Growth control in bacteria and biotechnological applications

The ability to experimentally control the growth rate is crucial for studying bacterial physiology. It is also of central importance for applications in biotechnology, where often the goal is to limit or even arrest growth. Growth-arrested cells with a functional metabolism open the possibility to channel resources into the production of a desired metabolite, instead of wasting nutrients on biomass production. The objective of the RESET project, supported in the framework of the Programme d'Investissements d'Avenir (Section 8.2), is to develop novel strategies to limit or completely stop microbial growth and to explore biotechnological applications of these approaches.

A foundation result for growth control in bacteria was published in the journal Molecular Systems Biology at the end of 2015 [6]. In that publication, we described an engineered E. coli strain where the transcription of a key component of the gene expression machinery, RNA polymerase, is under the control of an inducible promoter. By changing the inducer concentration in the medium, we can adjust the RNA polymerase concentration and thereby switch bacterial growth between zero and the maximal growth rate supported by the medium.

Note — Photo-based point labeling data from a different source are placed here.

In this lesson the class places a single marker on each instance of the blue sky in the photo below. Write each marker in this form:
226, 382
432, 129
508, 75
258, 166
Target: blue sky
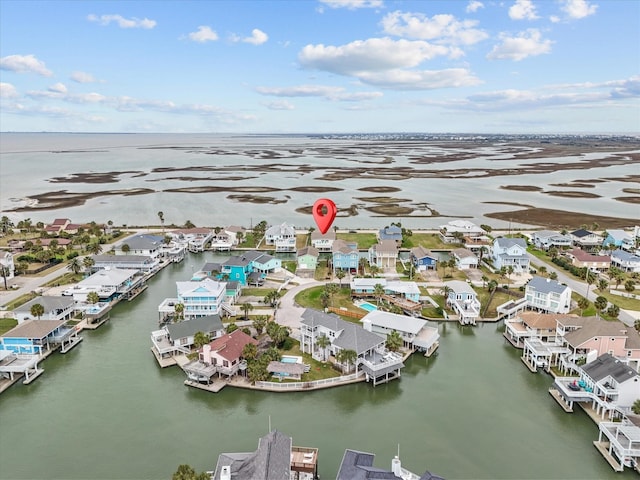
318, 66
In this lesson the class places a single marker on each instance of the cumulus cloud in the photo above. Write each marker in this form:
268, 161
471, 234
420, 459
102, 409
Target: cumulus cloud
578, 8
258, 37
203, 35
526, 44
122, 22
352, 4
83, 77
523, 10
322, 91
25, 64
444, 29
474, 6
7, 90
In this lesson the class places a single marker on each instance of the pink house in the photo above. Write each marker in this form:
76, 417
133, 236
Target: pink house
225, 353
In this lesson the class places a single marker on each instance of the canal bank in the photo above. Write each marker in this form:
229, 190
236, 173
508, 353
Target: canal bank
106, 410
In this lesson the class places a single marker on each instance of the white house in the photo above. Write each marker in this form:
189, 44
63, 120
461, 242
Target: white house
510, 252
549, 296
464, 301
283, 237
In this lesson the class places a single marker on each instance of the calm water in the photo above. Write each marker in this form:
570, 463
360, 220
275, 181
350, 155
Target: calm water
41, 163
107, 411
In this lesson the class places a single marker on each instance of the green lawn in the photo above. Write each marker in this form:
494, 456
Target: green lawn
7, 324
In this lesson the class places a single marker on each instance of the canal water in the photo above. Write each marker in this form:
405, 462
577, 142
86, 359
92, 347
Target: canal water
107, 411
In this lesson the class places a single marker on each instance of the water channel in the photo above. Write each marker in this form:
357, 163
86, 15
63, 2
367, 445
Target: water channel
107, 411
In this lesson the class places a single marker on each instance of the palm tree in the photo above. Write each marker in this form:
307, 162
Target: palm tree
75, 265
322, 342
246, 308
394, 341
37, 310
378, 292
178, 308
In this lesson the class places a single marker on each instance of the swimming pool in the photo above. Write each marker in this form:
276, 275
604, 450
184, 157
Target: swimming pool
291, 359
368, 307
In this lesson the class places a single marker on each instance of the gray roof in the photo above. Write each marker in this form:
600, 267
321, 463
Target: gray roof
189, 328
50, 303
352, 336
606, 365
271, 461
546, 285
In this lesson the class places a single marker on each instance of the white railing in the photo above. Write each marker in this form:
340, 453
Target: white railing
309, 385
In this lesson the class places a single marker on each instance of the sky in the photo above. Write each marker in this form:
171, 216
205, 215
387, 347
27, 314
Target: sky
321, 66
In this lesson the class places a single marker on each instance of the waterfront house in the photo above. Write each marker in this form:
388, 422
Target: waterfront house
393, 233
143, 244
282, 237
619, 442
384, 254
143, 263
546, 239
55, 308
225, 353
275, 459
323, 241
625, 261
547, 295
423, 259
456, 230
465, 258
179, 337
510, 252
345, 256
373, 359
415, 333
40, 337
586, 240
582, 259
462, 298
617, 238
307, 258
357, 465
7, 265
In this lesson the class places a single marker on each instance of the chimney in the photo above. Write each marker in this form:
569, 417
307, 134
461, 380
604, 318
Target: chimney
396, 467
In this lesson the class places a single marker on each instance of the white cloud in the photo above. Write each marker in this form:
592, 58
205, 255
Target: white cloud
474, 6
526, 44
352, 4
578, 8
523, 10
204, 34
122, 22
258, 37
83, 77
25, 64
58, 88
444, 29
8, 91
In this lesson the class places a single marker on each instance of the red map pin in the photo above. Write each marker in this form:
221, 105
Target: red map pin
324, 213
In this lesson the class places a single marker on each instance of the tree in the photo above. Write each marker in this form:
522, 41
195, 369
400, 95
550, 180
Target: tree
186, 472
75, 265
246, 308
322, 342
394, 341
37, 310
200, 339
600, 304
178, 308
378, 292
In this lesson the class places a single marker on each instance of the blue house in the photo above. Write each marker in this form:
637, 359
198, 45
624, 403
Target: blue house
345, 255
423, 259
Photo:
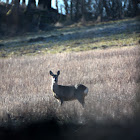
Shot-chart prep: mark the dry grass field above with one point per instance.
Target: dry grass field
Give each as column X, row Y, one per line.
column 112, row 76
column 105, row 57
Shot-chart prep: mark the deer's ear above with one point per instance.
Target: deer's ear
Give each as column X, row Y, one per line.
column 51, row 73
column 58, row 72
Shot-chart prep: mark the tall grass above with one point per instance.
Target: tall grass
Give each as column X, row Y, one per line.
column 111, row 76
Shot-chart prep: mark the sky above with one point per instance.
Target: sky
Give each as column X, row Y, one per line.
column 60, row 3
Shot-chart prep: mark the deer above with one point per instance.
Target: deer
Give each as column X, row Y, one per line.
column 68, row 93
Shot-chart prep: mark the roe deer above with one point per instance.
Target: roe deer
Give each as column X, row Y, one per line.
column 68, row 93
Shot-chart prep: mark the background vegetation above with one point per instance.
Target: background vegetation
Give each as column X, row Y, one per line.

The publication also presented a biotechnological application of the synthetic growth switch in which both the wild-type E. coli strain and our modified strain were endowed with the capacity to produce glycerol when growing on glucose. Cells in which growth has been switched off continue to be metabolically active and harness the energy gain to produce glycerol at a twofold higher yield than in cells with natural control of RNA polymerase expression. Remarkably, without any further optimization, the improved yield is close to the theoretical maximum computed from a flux balance model of E. coli metabolism. This work has been continued in several directions in the context of the RESET project by Célia Boyat. Moreover, extending work on self-replicator models of bacterial growth, we have studied the production of metabolites by means of the growth switch from an optimal control perspective, in a paper that is currently being prepared for publication.

In a review published in Trends in Microbiology this year [19], we have put the scientific results mentioned above in a broader context. As illustrated by the synthetic growth switch, reengineering the gene expression machinery allows modifying naturally evolved regulatory networks and thereby profoundly reorganizing the manner in which bacteria allocate resources to different cellular functions. This opens new opportunities for our fundamental understanding of microbial physiology and for a variety of applications. We describe how recent breakthroughs in genome engineering and the miniaturization and automation of culturing methods have offered new perspectives for the reengineering of the transcription and translation machinery in bacteria as well as the development of novel in vitro and in vivo gene expression systems. In our paper, we review different examples from the unifying perspective of resource reallocation, and discuss the impact of these approaches for microbial systems biology and biotechnological applications.